Nitrate Induces a Type 1 Diabetic Profile in Alligator Hatchlings Ecotoxicology and Environmental Safety. | Pubmed ID: 28942280 Type 1 diabetes (T1D) is a chronic autoimmune disease that affects 1 in 300 children by age 18. T1D is caused by inflammation-induced loss of insulin-producing pancreatic beta cells, leading to high blood glucose and a host of downstream complications. Although multiple genes are associated with T1D risk, only 5% of genetically susceptible individuals actually develop clinical disease. Moreover, a growing number of T1D cases occur in geographic clusters and among children with low risk genotypes.
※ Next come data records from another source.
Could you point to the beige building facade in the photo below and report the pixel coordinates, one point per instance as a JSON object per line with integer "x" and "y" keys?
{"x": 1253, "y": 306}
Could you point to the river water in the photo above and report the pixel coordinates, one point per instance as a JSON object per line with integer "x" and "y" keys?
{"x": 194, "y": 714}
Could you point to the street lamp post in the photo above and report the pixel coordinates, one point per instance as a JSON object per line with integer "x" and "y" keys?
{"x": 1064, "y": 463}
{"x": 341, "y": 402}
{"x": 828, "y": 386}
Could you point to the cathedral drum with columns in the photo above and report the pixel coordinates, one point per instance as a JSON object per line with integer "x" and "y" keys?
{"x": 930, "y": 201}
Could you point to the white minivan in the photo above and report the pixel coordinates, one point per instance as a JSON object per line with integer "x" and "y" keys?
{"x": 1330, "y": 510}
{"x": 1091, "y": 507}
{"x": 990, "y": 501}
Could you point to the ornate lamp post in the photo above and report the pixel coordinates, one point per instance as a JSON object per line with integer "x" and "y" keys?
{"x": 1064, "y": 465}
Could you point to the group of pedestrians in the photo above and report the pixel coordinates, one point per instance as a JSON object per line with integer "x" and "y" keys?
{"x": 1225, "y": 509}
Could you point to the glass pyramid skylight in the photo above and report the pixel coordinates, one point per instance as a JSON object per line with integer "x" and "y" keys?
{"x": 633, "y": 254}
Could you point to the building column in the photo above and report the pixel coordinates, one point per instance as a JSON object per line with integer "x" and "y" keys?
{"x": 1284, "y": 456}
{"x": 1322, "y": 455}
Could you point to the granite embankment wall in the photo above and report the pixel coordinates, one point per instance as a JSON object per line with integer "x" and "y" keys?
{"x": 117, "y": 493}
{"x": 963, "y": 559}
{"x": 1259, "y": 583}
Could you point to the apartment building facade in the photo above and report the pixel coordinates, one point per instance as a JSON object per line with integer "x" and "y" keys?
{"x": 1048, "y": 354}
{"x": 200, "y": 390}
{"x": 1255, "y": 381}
These observations suggest that environmental factors contribute to T1D etiology. One potential factor, supported primarily by epidemiological studies, is the presence of nitrate and nitrite in drinking water. To test this hypothesis, female hatchling alligators were exposed to environmentally relevant concentrations of nitrate in their tank water (reference, 10mg/L, or 100mg/L NO3-N) from hatch through 5 weeks or 5 months of age. At each time point, endpoints related to T1D were investigated: plasma levels of glucose, triglycerides, testosterone, estradiol, and thyroxine; pancreas, fat body, and thyroid weights; weight gain or loss; presence of immune cells in the pancreas; and pancreatic beta cell number, assessed by antibody staining of nkx6.1 protein. Internal dosing of nitrate was confirmed by measuring plasma and urine nitrate levels and whole blood methemoglobin. Cluster analysis indicated that high nitrate exposure (most animals exposed to 100mg/L NO3-N and one alligator exposed to 10mg/L NO3-N) induced a profile of endpoints consistent with early T1D that could be detected after 5 weeks and was more strongly present after 5 months. Our study supports epidemiological data correlating elevated nitrate with T1D onset in humans, and highlights nitrate as a possible environmental contributor to the etiology of T1D, possibly through its role as a nitric oxide precursor.